Hot Fuzz (2007)
Starring: Simon Pegg, Nick Frost, Timothy Dalton, and Jim Broadbent
Director: Edgar Wright
Rating: Ten of Ten Stars
When London's top cop Nick Angel (Pegg) is promoted and transferred because his superiors feel he's making them look bad (with his 400%-above-average arrest record), he finds himself in a village so peaceful that the police officers in the village spend their days eating cake and ice cream, and he is teamed with a young constable (Frost) whose idea of police work is shaped by American movies, such as "Bad Boys II". But when a hooded serial killer starts picking off some of the village's leading citizens, it seems Angel may still have a chance to do some real crime-fighting and police work. But will his fellow officers believe that it's the work of a killer and not just a series of freak accidents being inflated by a cop who is too highly strung for village life?
"Hot Fuzz" is probably the best comedy that will be released in 2007. I don't like to make that sort of hyperbolic declaration, but in this case, I think it'll be true. It's not only a hilarious spoof, but its script is so well done that it even works as a crime drama.

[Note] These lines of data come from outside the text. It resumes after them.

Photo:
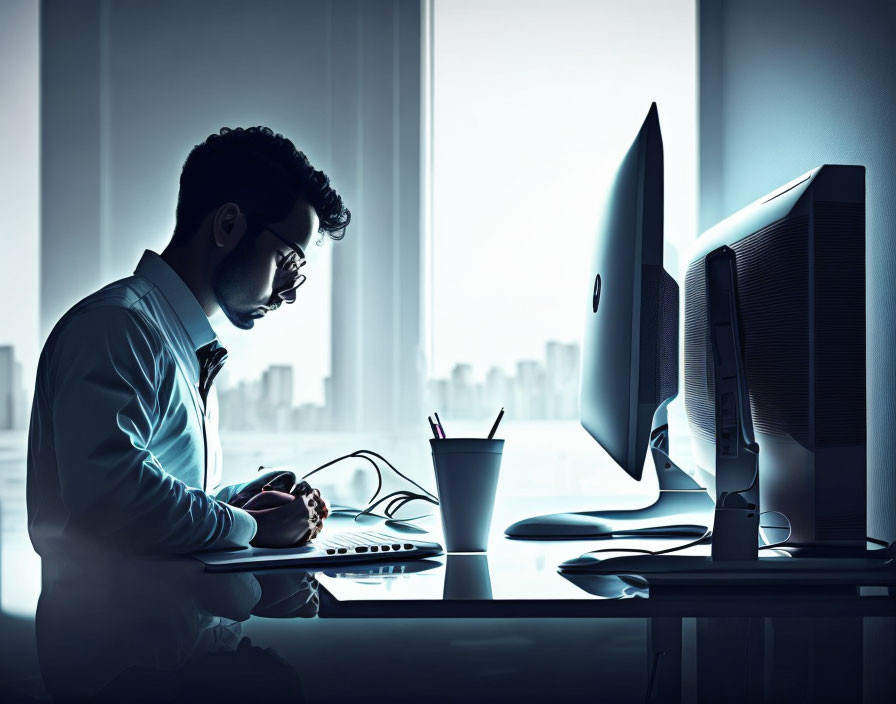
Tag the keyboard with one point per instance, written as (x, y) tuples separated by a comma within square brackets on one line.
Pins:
[(332, 551)]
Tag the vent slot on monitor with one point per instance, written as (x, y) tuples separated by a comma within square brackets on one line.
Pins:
[(773, 299)]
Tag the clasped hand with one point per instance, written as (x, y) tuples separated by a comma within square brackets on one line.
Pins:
[(287, 513)]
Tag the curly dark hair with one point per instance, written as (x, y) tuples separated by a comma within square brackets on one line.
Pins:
[(260, 171)]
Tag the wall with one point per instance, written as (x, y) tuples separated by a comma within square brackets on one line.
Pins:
[(785, 87), (19, 186)]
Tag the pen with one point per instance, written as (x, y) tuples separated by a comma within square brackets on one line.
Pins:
[(432, 425), (439, 423), (495, 426)]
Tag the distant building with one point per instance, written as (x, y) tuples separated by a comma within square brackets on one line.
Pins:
[(7, 388)]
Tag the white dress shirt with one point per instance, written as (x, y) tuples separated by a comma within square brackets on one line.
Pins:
[(120, 447)]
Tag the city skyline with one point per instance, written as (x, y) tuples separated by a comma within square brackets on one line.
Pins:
[(544, 389)]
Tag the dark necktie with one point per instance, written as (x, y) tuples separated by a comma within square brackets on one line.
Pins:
[(211, 358)]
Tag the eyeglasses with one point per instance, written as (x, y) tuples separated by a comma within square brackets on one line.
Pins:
[(290, 265)]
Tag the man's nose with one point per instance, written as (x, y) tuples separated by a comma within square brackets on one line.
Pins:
[(289, 295)]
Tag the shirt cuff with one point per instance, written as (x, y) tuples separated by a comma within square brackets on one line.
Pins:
[(244, 529)]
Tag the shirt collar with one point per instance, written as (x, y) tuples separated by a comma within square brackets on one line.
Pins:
[(179, 296)]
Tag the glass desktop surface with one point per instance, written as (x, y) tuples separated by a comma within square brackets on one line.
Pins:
[(511, 570)]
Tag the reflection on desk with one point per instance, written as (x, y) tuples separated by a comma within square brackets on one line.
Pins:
[(117, 628)]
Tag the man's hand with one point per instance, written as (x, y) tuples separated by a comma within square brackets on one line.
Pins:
[(286, 520)]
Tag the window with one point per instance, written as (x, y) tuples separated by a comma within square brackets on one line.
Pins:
[(533, 106)]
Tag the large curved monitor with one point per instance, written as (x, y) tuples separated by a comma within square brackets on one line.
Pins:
[(630, 357), (630, 350)]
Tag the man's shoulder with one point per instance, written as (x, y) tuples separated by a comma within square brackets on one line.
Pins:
[(116, 306)]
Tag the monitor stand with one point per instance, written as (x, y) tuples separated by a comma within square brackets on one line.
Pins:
[(682, 510)]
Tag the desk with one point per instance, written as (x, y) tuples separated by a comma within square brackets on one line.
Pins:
[(167, 629)]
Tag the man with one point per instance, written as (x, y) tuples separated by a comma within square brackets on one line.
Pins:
[(122, 444)]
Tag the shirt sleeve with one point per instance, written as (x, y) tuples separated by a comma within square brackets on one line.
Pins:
[(109, 366)]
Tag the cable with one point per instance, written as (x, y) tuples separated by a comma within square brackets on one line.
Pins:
[(355, 454), (398, 498)]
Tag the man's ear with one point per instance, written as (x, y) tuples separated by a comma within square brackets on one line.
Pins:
[(228, 225)]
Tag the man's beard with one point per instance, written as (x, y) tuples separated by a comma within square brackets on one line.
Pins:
[(228, 282)]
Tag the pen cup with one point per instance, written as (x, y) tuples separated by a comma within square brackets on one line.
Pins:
[(467, 477)]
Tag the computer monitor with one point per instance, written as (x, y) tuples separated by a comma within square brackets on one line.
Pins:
[(791, 409), (630, 346), (630, 356), (800, 254)]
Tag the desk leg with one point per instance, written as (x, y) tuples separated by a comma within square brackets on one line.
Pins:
[(664, 662)]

Like "Shaun of the Dead"--a film from the same team that made this film--"Hot Fuzz" takes the standards of a popular movie genre-in this case, the buddy cop drama-and gives them a distinctly British twist. This film is somewhat more farcical than "Shaun of the Dead" as it pokes a lot more fun at the quirks and cliches of buddy cop action films, but it still transmit an obvious affection for the genre on the part of the writers. In fact, if more police dramas and thrillers (buddy cop or otherwise) had scripts as well-crafted as this one, there would be fewer box office bombs.
The very best aspect of this film is that it's as realistic as movies of this sort get. Although there are points in the film where it seems like the film abandons realism for comedic affect-such as a scene where Sgt. Angel is chasing the hooded murderer, who seems to miraculously gain 20 yards over him every time he disappears around corner (because if Angel catches the killer at this point in the film, things will be over an hour in)--when it comes to the crimes that are going on is that everything makes sense when the truth comes to light. Even parts of the movie that just seemed like odd bits of comedy suddenly make perfect sense when all the twists and Big Reveals have been unveiled.
Another strong point of the film is the fact that the screenwriters truly wrote a mystery tale where they follow all the conventions of the genre. They lay out all the clues as to what is going on in the town AND they follow the old saw horse that if there's a gun over the fireplace in the first act, it better be fired by the third. (There are multiple of these guns in the movie--both metaphorical and actual--and every one of them is "fired", some of them in quite unexpected ways.)
While hardcore fans of the over-the-top cop dramas this film pokes fun at will probably find the first half of it too slow to be entertaining, those who appreciate British humor or British cop shows like "A Touch of Frost" or "Prime Suspect" should love this film.
Those who just enjoy crime dramas and suspense movies in general should also get a kick out of "Hot Fuzz", because the twists upon twists that are offered up here are more creative and clever than what is found in many serious attempts at the genre.
This is one of those rare "must-see" movies, and I can't recommend it highly enough.